Outre-mer - L'organisation régionale de l'Afrique de l'Ouest - L'Union des États d'Afrique centrale - Nouveau coup d'État en Sierra-Leone
L’organisation régionale de l’Afrique de l’Ouest
La décision prise à Monrovia, le 23 avril 1968, de constituer une Organisation de l’Afrique de l’Ouest est une nouvelle manifestation du désir de regroupement qui anime la plupart des dirigeants des États africains. Ceux-ci ont en effet pris de plus en plus conscience des très graves inconvénients de l’actuel morcellement du continent, conséquence de l’éclatement des anciennes fédérations coloniales (Afrique occidentale française ou AOF, Afrique équatoriale française ou AEF, Afrique orientale britannique, Fédération Rhodésies-Nyassaland) au fur et à mesure de l’accession à l’indépendance des territoires qui les composaient.
Dès le 7 novembre 1967, les chefs des États riverains du fleuve Sénégal (Guinée, Mali, Mauritanie, Sénégal), réunis à Bamako, avaient pris l’initiative de proposer la convocation à Monrovia, dans la seconde quinzaine d’avril, d’une conférence au sommet des quatorze pays de l’Afrique de l’Ouest (1) pour étudier la constitution d’un vaste groupement régional aux objectifs essentiellement économiques. Mandaté par ses partenaires de l’Organisation des États riverains du fleuve Sénégal, le président mauritanien Moktar Ould Daddah fit la tournée des capitales des dix autres pays pour recueillir l’accord de leurs dirigeants. Il reçut auprès de la plupart d’entre eux un accueil favorable mais rencontra aussi quelques réticences, notamment dans les États de l’Entente où, tout en reconnaissant le grand intérêt de l’entreprise, on insistait sur l’extrême prudence avec laquelle il fallait procéder, du fait des problèmes assez ardus qu’allait poser la coopération entre des États appartenant à des systèmes économiques et monétaires différents, s’inspirant de principes politiques difficilement conciliables et déjà intégrés dans d’autres groupements particuliers (Entente, OCAM, Commonwealth).
La conférence de Monrovia put cependant être organisée à la date prévue mais neuf États seulement y furent représentés. Quatre pays de l’Entente (Côte d’Ivoire, Dahomey, Niger, Togo) estimèrent la réunion prématurée. Quant à la Sierra Leone, qui était prête à participer, elle ne fut pas en mesure d’envoyer des délégués par suite du coup d’État qui avait remis tout en question le 18 avril.

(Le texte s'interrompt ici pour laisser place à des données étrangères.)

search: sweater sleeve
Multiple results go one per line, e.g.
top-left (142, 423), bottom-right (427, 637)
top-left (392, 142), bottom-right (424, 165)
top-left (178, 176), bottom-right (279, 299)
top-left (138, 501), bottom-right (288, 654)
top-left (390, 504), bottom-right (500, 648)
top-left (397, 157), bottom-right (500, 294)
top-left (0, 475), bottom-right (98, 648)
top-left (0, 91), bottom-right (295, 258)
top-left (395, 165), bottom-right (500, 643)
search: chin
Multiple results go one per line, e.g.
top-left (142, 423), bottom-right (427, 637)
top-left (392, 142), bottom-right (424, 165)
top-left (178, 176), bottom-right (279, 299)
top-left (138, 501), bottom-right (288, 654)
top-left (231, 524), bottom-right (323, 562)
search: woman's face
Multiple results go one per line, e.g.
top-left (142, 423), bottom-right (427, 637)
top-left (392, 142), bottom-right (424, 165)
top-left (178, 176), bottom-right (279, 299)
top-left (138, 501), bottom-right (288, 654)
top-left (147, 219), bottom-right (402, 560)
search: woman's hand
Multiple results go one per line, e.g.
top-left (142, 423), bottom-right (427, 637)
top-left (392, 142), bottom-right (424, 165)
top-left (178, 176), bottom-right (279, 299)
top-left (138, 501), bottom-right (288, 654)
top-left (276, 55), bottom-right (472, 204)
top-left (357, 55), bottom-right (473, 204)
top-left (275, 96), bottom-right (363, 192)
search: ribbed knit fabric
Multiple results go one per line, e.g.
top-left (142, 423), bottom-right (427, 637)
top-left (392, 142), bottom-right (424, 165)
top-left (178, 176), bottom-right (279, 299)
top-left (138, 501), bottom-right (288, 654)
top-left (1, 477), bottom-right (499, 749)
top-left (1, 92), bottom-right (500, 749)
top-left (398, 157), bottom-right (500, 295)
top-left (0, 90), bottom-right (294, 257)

Dans ces conditions, les chefs d’État présents les 22 et 23 avril dans la capitale du Liberia ne se trouvèrent pas en mesure d’entreprendre de façon très concrète la mise sur pied de l’Organisation projetée en l’absence de plus du tiers des membres qui doivent la former. Aussi la Conférence s’est-elle limitée à établir un protocole prévoyant les principales étapes qui, d’ici un an, permettront d’aboutir au but recherché par les promoteurs :
– préparation d’un projet de charte définissant les buts et les conditions de fonctionnement de l’Organisation et dont la rédaction a été confiée au Liberia et au Sénégal ;
– réunion d’un Conseil interministériel des 14 États dans le courant du 4e trimestre de cette année pour examen et mise en forme du projet de charte ;
– conférence au sommet des chefs d’État à Ouagadougou en avril 1969 pour adoption définitive de la charte et définition des mesures à prendre pour organiser la coopération entre les pays membres.
Il y a lieu de relever l’esprit de modération et de conciliation qui a animé la Conférence de Monrovia où en particulier la délégation du Ghana a côtoyé le président de la République de Guinée sans que l’ombre de l’ex-président N’Krumah, réfugié dans ce pays, ait paru troubler la sérénité des débats. L’organisation de l’Afrique de l’Ouest a ainsi pris un départ encourageant pour ses promoteurs. Cependant, les obstacles à surmonter pour rendre cohérent un tel ensemble sont nombreux et il faudra beaucoup de temps pour que se réalise l’intégration économique du groupe.
L’Union des États d’Afrique centrale (UEAC)
On sait que le 1er février 1968 les trois chefs d’État de la République démocratique du Congo (Kinshasa), de la République centrafricaine et du Tchad avaient décidé, au cours d’une rencontre à Bangui, de grouper leurs pays au sein d’une organisation nouvelle qui devait prendre la dénomination d’États-Unis d’Afrique centrale (cf. chronique « Outre-mer » d’avril 1968).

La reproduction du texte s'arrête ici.